Each process boots WorkerAppModule (NestJS application context without HTTP) and registers BullMQ Worker instances with configurable concurrency from env (workers.*Concurrency).

Why not one mega-worker

Resource isolation — Render and probe both use FFmpeg; separate pools prevent probe latency from blocking exports.
Scaling — Compose can scale worker-render replicas independently (inferred ops pattern; single replica in default Compose).
Failure blast radius — OOM in whisper worker does not take down API.
Dependency packaging — Transcription worker image includes Python + faster-whisper; AI worker needs Mastra/OpenRouter only.

Maintenance scheduler

maintenance worker owns a second BullMQ Queue used as a ticker: setInterval enqueues maintenance.cleanup jobs with time-based idempotency keys (maintenance.cleanup:${Date.now()}).
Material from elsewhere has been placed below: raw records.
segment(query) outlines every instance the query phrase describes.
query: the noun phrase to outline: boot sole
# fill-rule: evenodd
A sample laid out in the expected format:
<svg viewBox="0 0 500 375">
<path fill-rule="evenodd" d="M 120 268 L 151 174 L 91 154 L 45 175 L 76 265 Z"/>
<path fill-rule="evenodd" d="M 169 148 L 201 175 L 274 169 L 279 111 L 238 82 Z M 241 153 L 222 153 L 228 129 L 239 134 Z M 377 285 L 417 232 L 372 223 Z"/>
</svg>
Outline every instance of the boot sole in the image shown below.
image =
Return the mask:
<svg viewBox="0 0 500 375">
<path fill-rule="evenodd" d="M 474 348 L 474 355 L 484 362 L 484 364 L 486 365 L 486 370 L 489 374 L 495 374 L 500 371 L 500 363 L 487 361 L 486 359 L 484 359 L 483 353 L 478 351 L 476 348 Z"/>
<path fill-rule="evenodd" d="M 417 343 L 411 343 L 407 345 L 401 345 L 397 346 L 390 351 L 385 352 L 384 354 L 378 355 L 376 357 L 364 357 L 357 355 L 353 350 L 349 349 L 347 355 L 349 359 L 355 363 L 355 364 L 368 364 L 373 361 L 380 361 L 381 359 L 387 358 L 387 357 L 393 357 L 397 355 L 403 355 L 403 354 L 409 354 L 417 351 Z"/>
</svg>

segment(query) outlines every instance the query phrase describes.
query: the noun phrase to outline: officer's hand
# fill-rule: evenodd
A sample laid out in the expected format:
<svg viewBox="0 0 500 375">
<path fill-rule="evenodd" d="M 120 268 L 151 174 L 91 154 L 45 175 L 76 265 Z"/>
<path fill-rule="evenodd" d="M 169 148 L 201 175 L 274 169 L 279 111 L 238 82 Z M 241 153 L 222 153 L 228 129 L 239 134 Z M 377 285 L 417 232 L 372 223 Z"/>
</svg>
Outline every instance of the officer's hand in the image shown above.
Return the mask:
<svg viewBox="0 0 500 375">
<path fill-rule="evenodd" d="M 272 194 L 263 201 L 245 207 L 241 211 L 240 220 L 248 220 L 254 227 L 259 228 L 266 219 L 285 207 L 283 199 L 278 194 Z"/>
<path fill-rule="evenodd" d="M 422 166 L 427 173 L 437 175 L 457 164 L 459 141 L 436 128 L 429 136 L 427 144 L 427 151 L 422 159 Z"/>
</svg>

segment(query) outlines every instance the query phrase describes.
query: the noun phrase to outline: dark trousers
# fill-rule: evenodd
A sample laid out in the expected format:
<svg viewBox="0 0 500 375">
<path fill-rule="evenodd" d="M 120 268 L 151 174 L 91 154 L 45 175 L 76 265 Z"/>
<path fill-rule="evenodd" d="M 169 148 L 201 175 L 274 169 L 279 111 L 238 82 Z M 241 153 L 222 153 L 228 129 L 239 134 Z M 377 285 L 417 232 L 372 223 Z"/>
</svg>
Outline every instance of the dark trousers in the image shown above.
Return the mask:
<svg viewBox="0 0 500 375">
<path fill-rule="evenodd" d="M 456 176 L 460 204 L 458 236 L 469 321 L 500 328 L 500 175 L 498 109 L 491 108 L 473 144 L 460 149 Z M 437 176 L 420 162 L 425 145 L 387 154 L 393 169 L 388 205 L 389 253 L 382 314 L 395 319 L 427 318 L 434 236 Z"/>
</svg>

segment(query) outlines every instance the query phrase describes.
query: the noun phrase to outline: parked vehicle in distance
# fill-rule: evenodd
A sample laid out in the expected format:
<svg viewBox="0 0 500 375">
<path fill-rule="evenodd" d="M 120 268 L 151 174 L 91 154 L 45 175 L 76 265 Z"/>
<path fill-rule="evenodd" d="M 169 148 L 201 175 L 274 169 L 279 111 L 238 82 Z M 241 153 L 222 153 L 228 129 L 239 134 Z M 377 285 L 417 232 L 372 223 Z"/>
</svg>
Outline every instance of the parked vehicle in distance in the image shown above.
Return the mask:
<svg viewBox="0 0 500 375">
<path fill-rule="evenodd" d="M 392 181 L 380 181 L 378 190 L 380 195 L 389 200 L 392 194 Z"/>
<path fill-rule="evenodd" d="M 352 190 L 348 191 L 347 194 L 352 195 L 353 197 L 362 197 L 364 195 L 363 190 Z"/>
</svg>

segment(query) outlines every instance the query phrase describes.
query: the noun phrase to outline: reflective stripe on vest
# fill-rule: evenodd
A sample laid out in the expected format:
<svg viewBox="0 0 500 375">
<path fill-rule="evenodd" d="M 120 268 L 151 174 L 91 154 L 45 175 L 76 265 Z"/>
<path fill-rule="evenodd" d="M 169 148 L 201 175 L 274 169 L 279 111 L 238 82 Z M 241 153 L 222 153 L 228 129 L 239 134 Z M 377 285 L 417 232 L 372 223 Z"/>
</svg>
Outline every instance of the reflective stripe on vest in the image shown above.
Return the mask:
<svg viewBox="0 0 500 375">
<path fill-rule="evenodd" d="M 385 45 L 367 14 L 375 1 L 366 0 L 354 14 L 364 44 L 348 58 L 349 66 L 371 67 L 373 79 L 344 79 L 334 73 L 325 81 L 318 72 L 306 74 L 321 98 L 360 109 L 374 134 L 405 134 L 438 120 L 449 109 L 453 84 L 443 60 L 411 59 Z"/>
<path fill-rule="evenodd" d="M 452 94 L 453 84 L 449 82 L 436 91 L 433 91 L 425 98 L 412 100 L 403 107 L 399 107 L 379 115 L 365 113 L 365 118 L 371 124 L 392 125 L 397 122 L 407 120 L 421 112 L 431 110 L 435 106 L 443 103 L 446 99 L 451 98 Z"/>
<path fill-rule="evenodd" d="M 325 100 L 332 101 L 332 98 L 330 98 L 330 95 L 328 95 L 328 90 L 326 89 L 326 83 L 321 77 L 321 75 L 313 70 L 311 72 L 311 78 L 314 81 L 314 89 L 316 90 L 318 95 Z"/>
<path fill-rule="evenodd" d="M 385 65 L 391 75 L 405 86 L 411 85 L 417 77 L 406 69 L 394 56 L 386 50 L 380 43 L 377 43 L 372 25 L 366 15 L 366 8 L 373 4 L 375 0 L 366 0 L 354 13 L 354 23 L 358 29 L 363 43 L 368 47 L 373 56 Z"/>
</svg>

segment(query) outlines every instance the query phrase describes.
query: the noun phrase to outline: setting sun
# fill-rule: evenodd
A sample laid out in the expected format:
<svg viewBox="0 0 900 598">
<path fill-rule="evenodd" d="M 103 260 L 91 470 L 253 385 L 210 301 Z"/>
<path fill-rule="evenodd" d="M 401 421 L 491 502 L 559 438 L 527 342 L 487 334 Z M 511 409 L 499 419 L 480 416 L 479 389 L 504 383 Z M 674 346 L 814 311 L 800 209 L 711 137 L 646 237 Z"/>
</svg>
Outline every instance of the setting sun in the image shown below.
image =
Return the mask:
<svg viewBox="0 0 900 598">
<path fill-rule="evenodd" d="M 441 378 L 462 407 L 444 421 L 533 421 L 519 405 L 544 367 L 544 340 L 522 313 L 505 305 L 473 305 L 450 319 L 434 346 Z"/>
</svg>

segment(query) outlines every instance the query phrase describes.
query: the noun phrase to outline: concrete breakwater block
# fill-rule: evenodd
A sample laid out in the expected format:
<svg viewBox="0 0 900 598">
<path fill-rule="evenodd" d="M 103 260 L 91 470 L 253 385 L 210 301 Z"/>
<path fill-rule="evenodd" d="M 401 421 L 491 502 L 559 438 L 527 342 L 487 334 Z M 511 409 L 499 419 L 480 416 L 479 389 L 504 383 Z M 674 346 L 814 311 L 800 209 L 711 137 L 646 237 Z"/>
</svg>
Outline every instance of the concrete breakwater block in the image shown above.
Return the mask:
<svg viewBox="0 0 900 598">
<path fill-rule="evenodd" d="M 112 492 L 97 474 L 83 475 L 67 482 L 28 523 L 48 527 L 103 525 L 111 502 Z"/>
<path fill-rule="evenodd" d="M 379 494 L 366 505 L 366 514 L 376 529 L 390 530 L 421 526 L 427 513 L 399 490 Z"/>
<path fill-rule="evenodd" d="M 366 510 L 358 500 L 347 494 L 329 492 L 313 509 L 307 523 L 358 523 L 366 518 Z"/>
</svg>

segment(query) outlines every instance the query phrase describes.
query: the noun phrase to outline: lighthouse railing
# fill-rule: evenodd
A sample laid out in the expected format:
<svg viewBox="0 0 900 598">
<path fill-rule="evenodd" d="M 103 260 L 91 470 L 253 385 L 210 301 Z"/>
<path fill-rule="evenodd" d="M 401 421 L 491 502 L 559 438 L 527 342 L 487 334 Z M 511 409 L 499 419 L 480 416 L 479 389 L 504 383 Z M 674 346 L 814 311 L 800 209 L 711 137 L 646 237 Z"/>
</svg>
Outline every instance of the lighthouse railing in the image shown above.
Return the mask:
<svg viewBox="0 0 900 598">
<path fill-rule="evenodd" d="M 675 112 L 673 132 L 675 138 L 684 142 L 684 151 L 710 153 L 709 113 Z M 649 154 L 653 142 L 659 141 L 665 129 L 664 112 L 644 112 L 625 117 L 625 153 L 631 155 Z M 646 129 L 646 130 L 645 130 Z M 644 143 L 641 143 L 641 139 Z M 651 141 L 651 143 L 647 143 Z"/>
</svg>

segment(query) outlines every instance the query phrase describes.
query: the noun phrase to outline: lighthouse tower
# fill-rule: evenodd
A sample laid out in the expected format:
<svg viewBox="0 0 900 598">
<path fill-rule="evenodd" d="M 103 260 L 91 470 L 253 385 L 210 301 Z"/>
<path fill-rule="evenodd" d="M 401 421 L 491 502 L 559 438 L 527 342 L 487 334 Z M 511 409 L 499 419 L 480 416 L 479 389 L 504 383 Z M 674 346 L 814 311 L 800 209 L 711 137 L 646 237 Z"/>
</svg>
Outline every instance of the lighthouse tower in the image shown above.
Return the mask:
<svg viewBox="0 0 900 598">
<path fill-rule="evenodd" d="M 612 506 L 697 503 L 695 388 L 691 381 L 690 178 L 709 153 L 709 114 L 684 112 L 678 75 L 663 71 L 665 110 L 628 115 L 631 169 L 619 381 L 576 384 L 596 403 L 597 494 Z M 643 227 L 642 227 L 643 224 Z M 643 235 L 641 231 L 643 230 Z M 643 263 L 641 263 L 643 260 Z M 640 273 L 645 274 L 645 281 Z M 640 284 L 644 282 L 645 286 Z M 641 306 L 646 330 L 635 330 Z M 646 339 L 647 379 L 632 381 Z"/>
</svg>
Concurrency = 1 avoids overlapping sweeps.

Shared infrastructure

All workers share:

DATABASE_URL (Prisma)
REDIS_URL (BullMQ connection from RedisService.getBullMqClient())
MinIO credentials
WORKER_TEMP_DIR for per-job temp directories (createJobTempDir + cleanupTempDir)

Graceful shutdown

SIGINT / SIGTERM → close all Worker instances → close maintenance queue → app.close() → process.exit(0).

Failure mode

If only API is up and workers are down, jobs accumulate in Redis as queued DB rows — UI shows stalled pipeline with no automatic alert in code (inferred ops gap).

See diagram: diagrams/system-overview.mmd.